Blag Weeks 8-11: I Heart Gauss

The team gained a greater appreciation for Johann Carl Friedrich in the implementation of Gaussian Process Regression with basis functions. GPR was chosen to replace LWPR because of LWPR’s failure to generalize outside of the state space already explored. The inclusion of basis functions in GPR will allow global semi-parametric modeling of system dynamics with Gaussian Processes modeling the local residuals. We adopted the code and book from Gaussian Processes for Machine Learning by Carl Edward Rasmussen and Chris Williams.

Subhash and Mike have been working on the implementation and evaluation of GPR for system identification.

“Definition 2.1 A Gaussian process is a collection of random variables, any finite number of which have a joint Gaussian distribution.” It is described entirely by a mean and covariance function (GPML p. 13). Gaussian Process Regression is not a new algorithm, but has been used successfully in robotics dynamics modeling. A Gaussian Process can be thought of as defining a distribution of functions, with inference occurring in the function-space rather than the weight-space of standard parametric regression (GPML pg. 7). Optimal predictions may be made by using Bayesian inference, with tuning of hyperparameters to maximize the posterior log marginal likelihood with respect to the hyperparameters. The theoretical basis for GPR with basis functions was presented in Ch. 2.7 of GPML. However, it did not describe the optimization process with the use of basis functions, nor did the package include basis functions. Mike did the math to find the derivative of the log marginal likelihood w.r.t. the parameterization of the basis function covariance matrix and is within striking distance of completing the integration of basis functions with the GPML package. Subhash has implemented GPR with basis functions separately from the package, and has verified that GPR gives an acceptable model for the single pendulum swing up with generalization outside of the sampled space, which was the needed improvement over LWPR.

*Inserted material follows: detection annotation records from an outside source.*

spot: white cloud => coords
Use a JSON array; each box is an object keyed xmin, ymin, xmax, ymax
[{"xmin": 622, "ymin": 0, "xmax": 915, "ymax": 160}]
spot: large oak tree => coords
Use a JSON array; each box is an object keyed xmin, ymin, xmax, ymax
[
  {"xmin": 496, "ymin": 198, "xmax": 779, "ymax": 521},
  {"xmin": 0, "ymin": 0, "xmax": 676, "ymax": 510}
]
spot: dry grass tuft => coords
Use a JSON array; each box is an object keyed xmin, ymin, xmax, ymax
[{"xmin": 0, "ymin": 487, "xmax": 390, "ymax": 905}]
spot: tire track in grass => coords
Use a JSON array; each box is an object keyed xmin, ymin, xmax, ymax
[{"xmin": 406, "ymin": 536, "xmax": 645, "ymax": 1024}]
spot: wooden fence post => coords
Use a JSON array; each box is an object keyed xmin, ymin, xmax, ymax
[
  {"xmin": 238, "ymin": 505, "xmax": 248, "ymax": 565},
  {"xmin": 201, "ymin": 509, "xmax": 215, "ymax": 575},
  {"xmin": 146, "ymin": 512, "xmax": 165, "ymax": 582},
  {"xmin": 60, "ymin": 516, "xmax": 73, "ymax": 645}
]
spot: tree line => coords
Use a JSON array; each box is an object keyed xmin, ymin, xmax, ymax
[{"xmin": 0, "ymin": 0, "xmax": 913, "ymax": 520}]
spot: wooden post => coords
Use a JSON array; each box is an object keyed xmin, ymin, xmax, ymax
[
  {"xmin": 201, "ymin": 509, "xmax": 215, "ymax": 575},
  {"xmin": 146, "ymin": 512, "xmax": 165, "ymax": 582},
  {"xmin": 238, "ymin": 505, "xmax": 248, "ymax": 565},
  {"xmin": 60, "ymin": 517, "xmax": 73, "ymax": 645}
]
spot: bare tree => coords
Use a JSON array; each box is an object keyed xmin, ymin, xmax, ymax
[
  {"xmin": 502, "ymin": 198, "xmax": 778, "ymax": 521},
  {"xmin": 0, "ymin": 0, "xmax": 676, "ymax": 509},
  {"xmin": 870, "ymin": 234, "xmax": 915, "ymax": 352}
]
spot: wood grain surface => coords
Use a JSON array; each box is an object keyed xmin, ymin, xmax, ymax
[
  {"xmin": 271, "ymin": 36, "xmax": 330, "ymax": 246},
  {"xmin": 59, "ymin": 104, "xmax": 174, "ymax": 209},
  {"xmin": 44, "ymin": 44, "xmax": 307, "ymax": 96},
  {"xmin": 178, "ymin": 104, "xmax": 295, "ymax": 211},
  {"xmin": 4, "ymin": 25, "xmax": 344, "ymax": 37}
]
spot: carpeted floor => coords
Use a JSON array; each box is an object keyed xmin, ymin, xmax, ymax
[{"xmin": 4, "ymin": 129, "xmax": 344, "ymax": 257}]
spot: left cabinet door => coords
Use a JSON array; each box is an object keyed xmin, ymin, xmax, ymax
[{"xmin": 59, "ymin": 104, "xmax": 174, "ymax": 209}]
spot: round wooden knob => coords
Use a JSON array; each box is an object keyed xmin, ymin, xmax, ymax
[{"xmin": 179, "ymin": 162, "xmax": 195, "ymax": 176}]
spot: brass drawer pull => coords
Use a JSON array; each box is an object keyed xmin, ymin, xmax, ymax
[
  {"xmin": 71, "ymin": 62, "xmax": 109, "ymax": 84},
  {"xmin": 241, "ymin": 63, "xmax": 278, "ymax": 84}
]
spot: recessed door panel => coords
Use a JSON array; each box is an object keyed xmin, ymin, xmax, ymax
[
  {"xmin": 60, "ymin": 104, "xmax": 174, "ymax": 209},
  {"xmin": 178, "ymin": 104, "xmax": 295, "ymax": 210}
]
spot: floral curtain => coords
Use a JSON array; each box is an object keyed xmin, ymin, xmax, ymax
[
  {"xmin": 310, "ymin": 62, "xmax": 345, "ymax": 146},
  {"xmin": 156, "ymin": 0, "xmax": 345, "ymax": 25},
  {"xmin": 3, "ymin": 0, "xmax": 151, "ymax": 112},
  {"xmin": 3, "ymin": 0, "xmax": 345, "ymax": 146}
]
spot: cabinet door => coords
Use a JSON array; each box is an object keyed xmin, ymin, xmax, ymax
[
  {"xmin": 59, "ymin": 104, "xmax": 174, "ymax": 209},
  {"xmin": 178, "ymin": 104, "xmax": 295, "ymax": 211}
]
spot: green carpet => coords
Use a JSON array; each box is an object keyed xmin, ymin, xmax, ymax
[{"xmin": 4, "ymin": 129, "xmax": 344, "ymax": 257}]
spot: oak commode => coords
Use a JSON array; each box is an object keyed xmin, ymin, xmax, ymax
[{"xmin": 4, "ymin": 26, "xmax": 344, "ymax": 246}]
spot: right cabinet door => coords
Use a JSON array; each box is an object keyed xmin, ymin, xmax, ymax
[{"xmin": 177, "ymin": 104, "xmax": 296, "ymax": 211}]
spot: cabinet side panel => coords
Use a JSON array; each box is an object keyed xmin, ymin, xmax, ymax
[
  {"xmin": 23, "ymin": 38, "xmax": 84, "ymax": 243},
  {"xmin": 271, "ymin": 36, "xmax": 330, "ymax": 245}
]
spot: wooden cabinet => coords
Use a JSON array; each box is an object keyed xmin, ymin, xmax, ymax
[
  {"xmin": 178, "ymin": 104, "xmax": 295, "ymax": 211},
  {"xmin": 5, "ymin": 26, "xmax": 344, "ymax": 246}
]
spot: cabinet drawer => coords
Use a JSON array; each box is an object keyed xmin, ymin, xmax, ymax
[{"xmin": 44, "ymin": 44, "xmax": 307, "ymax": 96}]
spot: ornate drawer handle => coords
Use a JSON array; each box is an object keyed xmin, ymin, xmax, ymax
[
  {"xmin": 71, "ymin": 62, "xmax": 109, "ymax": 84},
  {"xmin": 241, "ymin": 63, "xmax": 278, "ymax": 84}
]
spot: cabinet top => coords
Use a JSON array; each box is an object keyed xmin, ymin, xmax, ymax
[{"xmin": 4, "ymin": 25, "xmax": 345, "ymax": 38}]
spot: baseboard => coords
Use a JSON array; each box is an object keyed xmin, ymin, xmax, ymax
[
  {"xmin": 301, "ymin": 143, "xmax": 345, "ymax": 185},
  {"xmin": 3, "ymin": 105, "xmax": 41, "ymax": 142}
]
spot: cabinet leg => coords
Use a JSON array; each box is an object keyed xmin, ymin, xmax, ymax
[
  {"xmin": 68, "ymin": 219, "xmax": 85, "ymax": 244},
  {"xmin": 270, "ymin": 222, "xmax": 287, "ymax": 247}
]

The Control Theory aspect of the project was not on the critical path in this stage, so there are no updates there, besides verification that the model learned by ridge regression was sufficient to complete a single pendulum swing up when given to iLQG.

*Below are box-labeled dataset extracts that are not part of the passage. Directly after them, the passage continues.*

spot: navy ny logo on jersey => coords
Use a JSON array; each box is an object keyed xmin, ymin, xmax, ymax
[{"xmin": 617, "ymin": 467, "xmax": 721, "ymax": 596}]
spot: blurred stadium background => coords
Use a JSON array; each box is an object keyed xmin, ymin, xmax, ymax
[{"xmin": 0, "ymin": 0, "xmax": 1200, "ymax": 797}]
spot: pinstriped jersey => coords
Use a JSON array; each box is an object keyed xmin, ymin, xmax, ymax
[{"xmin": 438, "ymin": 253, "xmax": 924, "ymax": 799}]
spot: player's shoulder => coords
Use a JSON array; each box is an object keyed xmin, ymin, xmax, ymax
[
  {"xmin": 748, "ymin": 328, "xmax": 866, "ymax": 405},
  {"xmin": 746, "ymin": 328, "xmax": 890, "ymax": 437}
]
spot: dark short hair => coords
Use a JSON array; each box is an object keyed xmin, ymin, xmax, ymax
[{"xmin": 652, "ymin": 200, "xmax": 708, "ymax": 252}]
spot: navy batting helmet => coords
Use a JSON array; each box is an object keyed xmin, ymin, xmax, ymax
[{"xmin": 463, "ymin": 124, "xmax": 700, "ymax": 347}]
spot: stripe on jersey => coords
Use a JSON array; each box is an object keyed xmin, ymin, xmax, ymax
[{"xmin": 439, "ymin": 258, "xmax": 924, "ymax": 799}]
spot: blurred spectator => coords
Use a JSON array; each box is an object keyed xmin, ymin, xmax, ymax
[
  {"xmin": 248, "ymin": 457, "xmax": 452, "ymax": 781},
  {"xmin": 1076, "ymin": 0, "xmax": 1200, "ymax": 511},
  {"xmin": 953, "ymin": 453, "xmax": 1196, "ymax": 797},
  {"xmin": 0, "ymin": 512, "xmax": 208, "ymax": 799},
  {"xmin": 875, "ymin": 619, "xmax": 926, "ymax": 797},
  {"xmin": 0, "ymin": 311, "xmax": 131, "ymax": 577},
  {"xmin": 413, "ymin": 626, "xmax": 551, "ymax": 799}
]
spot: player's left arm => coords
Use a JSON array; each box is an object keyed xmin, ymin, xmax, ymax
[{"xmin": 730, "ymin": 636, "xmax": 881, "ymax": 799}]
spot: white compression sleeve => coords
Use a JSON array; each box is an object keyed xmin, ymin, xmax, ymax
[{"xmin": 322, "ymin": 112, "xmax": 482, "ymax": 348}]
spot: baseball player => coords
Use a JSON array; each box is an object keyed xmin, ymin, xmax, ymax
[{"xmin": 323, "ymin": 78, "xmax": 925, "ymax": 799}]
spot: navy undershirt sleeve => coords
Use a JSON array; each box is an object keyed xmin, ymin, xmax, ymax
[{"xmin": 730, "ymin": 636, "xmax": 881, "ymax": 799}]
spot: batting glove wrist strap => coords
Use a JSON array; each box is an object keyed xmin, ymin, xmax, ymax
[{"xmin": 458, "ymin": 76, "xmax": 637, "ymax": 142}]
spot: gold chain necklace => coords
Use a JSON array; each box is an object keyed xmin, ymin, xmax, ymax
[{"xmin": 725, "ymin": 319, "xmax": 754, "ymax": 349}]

Deniz continued to refine the MATLAB-Python-ROS-Gazebo communication pipeline, and made improvements to experimental pipeline. Now with procedural generation of ROS files to create simulations, sweeps of the parameter space for system dynamics can be done, with clear implications for multi-task and lifelong learning. For instance, a double pendulum’s mass and lengths of links and friction of pivots can be varied. Then, simulations with SysID can be run to find the system dynamics with a wide range of underlying parameters. These models can inform a multi-task or lifelong learning system based on the relations between parameter values and the dynamics models returned.

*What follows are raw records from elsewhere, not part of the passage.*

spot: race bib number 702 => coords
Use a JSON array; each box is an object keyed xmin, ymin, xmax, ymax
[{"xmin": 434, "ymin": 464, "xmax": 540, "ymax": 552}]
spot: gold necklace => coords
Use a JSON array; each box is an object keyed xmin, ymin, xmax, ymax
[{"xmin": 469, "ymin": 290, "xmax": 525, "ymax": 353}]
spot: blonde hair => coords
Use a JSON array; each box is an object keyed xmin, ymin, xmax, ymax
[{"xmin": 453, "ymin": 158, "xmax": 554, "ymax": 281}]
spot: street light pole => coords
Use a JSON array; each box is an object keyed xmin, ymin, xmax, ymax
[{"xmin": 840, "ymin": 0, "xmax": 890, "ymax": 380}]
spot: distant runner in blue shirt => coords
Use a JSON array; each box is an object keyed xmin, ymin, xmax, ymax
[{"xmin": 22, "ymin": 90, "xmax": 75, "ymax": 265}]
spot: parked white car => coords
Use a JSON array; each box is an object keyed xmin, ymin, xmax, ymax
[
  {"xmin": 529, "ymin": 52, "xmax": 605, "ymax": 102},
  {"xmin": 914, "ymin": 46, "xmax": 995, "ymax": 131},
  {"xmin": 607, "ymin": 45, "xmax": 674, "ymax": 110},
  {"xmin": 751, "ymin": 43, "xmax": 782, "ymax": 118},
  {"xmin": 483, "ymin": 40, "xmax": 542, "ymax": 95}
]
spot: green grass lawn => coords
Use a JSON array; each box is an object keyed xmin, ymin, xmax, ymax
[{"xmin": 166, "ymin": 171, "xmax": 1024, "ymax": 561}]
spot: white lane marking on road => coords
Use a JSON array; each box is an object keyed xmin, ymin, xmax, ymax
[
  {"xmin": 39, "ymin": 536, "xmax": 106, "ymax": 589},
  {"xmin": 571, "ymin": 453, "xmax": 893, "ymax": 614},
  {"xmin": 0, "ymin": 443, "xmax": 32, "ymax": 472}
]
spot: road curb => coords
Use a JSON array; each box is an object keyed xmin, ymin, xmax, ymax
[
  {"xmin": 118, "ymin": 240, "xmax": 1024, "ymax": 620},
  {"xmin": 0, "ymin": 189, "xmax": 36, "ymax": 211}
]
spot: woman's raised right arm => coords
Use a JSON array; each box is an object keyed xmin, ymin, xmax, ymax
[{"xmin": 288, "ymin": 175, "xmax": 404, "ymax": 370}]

The plan for the upcoming semester is to integrate GPR+basis functions with ELLA. SysID and model learning transfer will be the theoretical focus, with support from ROS and possibly physical experiments.

Overall, this summer research team has gained the foundational skills and knowledge and built the software architecture and experimental pipeline needed to make advances in the Lifelong Learning space with applications to Fault Tolerant Control.